Today, the Federal Communications Commission Chairman voted to open a Further Notice of Proposed Rule Making that would include broadband service in the Lifeline program. This is the first step to help qualifying low-income Americans to apply for a subsidy that helps them afford broadband service. The vote was split along party lines with Democratic Commissioners, Mignon Clyburn, Jessica Rosenworcel, and Chairman Tom Wheeler supporting broadband in the Lifeline program, and Republican Commissioners, Ajit Pai and Michael O’Reilly opposing the move.
The Rural Broadband Policy Group applauds this vote as a crucial step to ensure all Americans can access essential broadband service that allows them to participate fully in our society. RBPG commends Chairman Wheeler, Commissioner Mignon Clyburn, and Commissioner Jessica Rosenworcel for their leadership in improving this vital program.
The following statement can be attributed to Edyael Casaperalta, Coordinator of the Rural Broadband Policy Group:
“Broadband internet is an invaluable tool for everyone, but for people in rural America and Tribal lands, it can truly be a Lifeline to education, employment, information, improving our communities, and sharing our stories. Broadband is a powerful tool to lift people out of poverty and transform communities, yet 22 million Americans living in rural areas and 63 percent living in Tribal lands cannot access the service. One of their biggest barriers is cost.
We commend the achievements of the Lifeline program in bringing wired and wireless telephone service to low-income rural and Native Americans, and we applaud today’s vote to include broadband service in the Lifeline program. This historic decision will help Americans facing economic hardship get back on their feet. It will help us build an inclusive society where all can fully participate in our economy, culture, and democracy regardless of where they live or what they can afford.
We are encouraged to see Chairman Wheeler, Commissioner Clyburn, and Commissioner Rosenworcel’s sound policymaking and thoughtful leadership in fulfilling the FCC’s Congressional mandate to ensure all Americans have access to advanced telecommunications services. We are disappointed to see Commissioner Pai and O’Reilly oppose such an important step and suggest that the program only serve the poorest of the poor. Good policymaking does not build a hierarchy of poverty. Rural, Native, and low-income Americans cannot afford to be left behind.”
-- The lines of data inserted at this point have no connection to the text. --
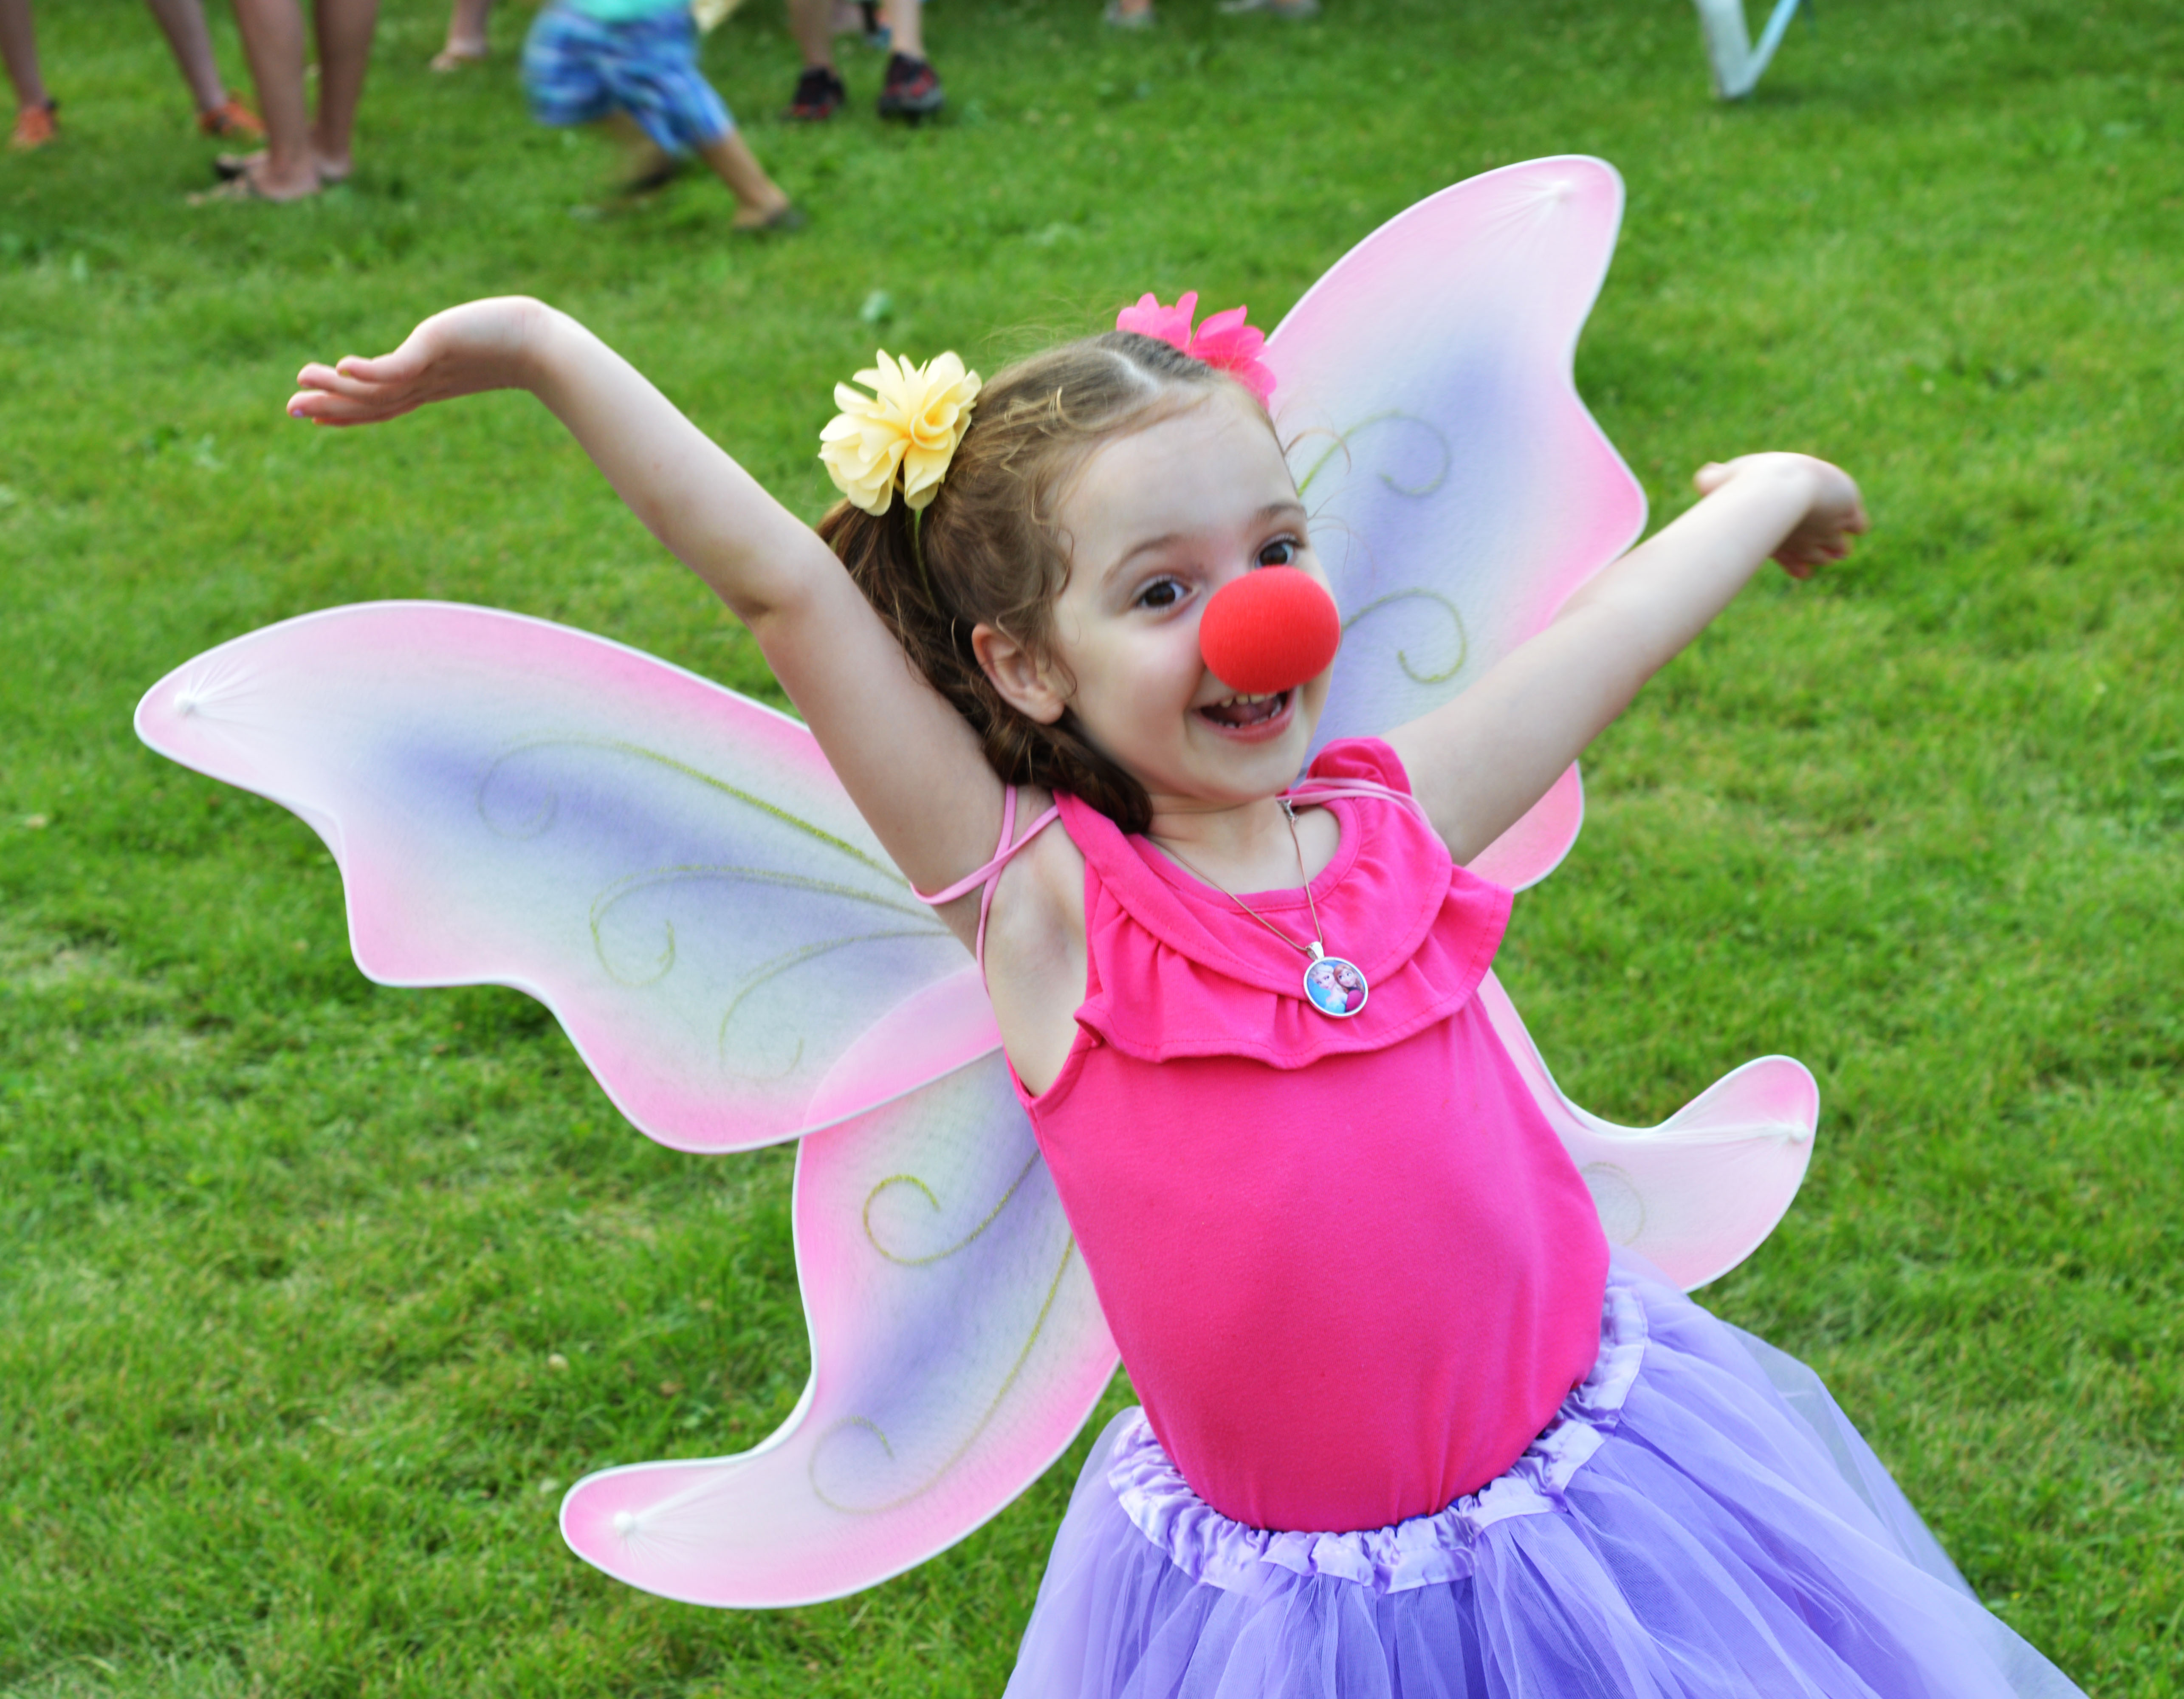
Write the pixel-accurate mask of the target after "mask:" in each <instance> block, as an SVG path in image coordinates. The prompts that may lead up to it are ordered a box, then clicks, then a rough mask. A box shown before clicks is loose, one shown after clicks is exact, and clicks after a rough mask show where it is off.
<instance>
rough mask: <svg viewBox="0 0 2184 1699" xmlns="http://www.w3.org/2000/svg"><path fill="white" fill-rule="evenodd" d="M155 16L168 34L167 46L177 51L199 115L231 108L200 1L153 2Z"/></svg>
mask: <svg viewBox="0 0 2184 1699" xmlns="http://www.w3.org/2000/svg"><path fill="white" fill-rule="evenodd" d="M151 15H153V17H157V20H159V28H162V31H166V44H168V46H170V48H173V50H175V63H177V66H179V68H181V81H186V83H188V85H190V98H192V100H197V109H199V111H218V109H221V107H225V105H227V85H225V83H223V81H221V66H218V61H216V59H214V57H212V35H210V33H207V31H205V9H203V7H199V4H197V0H151Z"/></svg>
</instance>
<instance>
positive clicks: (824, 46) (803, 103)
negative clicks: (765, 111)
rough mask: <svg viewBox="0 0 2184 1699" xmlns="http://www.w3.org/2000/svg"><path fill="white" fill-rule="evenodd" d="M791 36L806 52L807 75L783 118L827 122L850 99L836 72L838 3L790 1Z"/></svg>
mask: <svg viewBox="0 0 2184 1699" xmlns="http://www.w3.org/2000/svg"><path fill="white" fill-rule="evenodd" d="M788 33H791V35H793V37H797V48H799V50H802V52H804V74H802V76H797V92H795V94H793V96H788V109H786V111H784V114H782V116H784V118H793V120H795V122H799V124H819V122H826V120H828V118H832V116H834V114H836V111H841V103H843V100H845V98H847V90H843V83H841V72H839V70H836V68H834V0H788Z"/></svg>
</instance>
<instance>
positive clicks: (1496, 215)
mask: <svg viewBox="0 0 2184 1699" xmlns="http://www.w3.org/2000/svg"><path fill="white" fill-rule="evenodd" d="M1621 218H1623V179H1621V177H1616V173H1614V168H1612V166H1607V164H1603V162H1601V159H1583V157H1557V159H1533V162H1529V164H1520V166H1505V168H1503V170H1489V173H1485V175H1483V177H1472V179H1470V181H1463V183H1457V186H1455V188H1446V190H1441V192H1439V194H1433V197H1428V199H1426V201H1420V203H1417V205H1413V207H1411V210H1409V212H1402V214H1398V216H1396V218H1391V221H1389V223H1385V225H1382V227H1380V229H1376V231H1374V234H1372V236H1367V238H1365V240H1363V242H1358V245H1356V247H1354V249H1350V253H1348V256H1343V260H1341V262H1339V264H1337V266H1334V269H1332V271H1328V275H1326V277H1321V280H1319V282H1317V284H1315V286H1313V288H1310V290H1308V293H1306V295H1304V299H1302V301H1297V306H1295V308H1293V310H1291V312H1289V317H1286V319H1282V323H1280V328H1278V330H1275V332H1273V336H1271V338H1269V341H1267V349H1265V360H1267V365H1269V367H1271V369H1273V373H1275V380H1278V387H1275V393H1273V406H1275V424H1278V428H1280V432H1282V439H1284V441H1286V443H1289V445H1291V450H1289V456H1291V467H1293V472H1295V476H1297V489H1299V491H1302V494H1304V500H1306V504H1308V507H1310V509H1313V542H1315V544H1317V548H1319V555H1321V559H1324V561H1326V563H1328V574H1330V579H1332V585H1334V601H1337V605H1339V607H1341V614H1343V646H1341V653H1339V655H1337V660H1334V681H1332V688H1330V692H1328V710H1326V716H1324V718H1321V723H1319V740H1321V742H1328V740H1332V738H1354V736H1378V734H1385V732H1389V729H1393V727H1398V725H1404V723H1409V721H1415V718H1417V716H1420V714H1426V712H1431V710H1433V708H1439V705H1441V703H1444V701H1448V699H1452V697H1455V694H1459V692H1461V690H1463V688H1465V686H1468V684H1470V681H1472V679H1476V677H1479V675H1481V670H1485V668H1487V666H1492V664H1494V662H1496V660H1500V657H1503V655H1507V653H1509V651H1511V649H1514V646H1516V644H1520V642H1524V640H1527V638H1531V635H1533V633H1535V631H1540V629H1542V627H1546V622H1548V620H1551V618H1553V616H1555V609H1559V607H1562V603H1564V601H1568V596H1570V592H1572V590H1577V585H1581V583H1583V581H1586V579H1590V577H1592V574H1594V572H1599V570H1601V568H1603V566H1607V563H1610V561H1612V559H1616V555H1621V553H1623V550H1625V548H1629V544H1631V542H1634V539H1636V537H1638V533H1640V531H1642V528H1645V491H1642V489H1640V487H1638V480H1636V478H1634V476H1631V472H1629V467H1627V465H1623V459H1621V456H1618V454H1616V450H1614V445H1612V443H1610V441H1607V437H1605V435H1603V432H1601V428H1599V426H1597V424H1594V421H1592V415H1590V413H1588V411H1586V406H1583V402H1581V400H1579V397H1577V384H1575V378H1572V356H1575V352H1577V334H1579V330H1581V328H1583V323H1586V314H1588V312H1590V310H1592V301H1594V297H1597V295H1599V290H1601V280H1603V277H1605V275H1607V260H1610V256H1612V253H1614V245H1616V227H1618V223H1621ZM1581 819H1583V795H1581V791H1579V784H1577V769H1575V767H1572V769H1570V773H1568V775H1566V777H1564V780H1562V782H1559V784H1557V786H1555V791H1551V793H1548V795H1546V797H1544V799H1542V801H1540V806H1538V808H1535V810H1533V815H1529V817H1527V819H1524V821H1520V823H1518V825H1516V828H1511V832H1509V836H1505V839H1503V841H1500V843H1496V845H1494V852H1489V854H1492V856H1494V860H1492V876H1494V878H1498V880H1500V882H1507V884H1531V882H1535V880H1540V878H1544V876H1546V874H1548V871H1551V869H1553V867H1555V863H1559V860H1562V856H1564V854H1566V852H1568V847H1570V843H1572V841H1575V839H1577V828H1579V823H1581Z"/></svg>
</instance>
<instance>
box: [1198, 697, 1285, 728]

In early March, 21 young advocates from the YouthBuild Rural Caucus participated in a discussion with the Rural Broadband Policy Group about how to improve the Lifeline program. Their conversation consisted of developing a vision of wellness and opportunity for their rural and Tribal communities. Please see the Lifeline Internet principles and recommendations they developed here. Sharell Harmon, a participant from Elkins, West Virginia, was featured in a New York Times article and recently wrote a poignant OpEd for the Daily Yonder about her experiences as a Lifeline telephone recipient who supports including broadband in the program.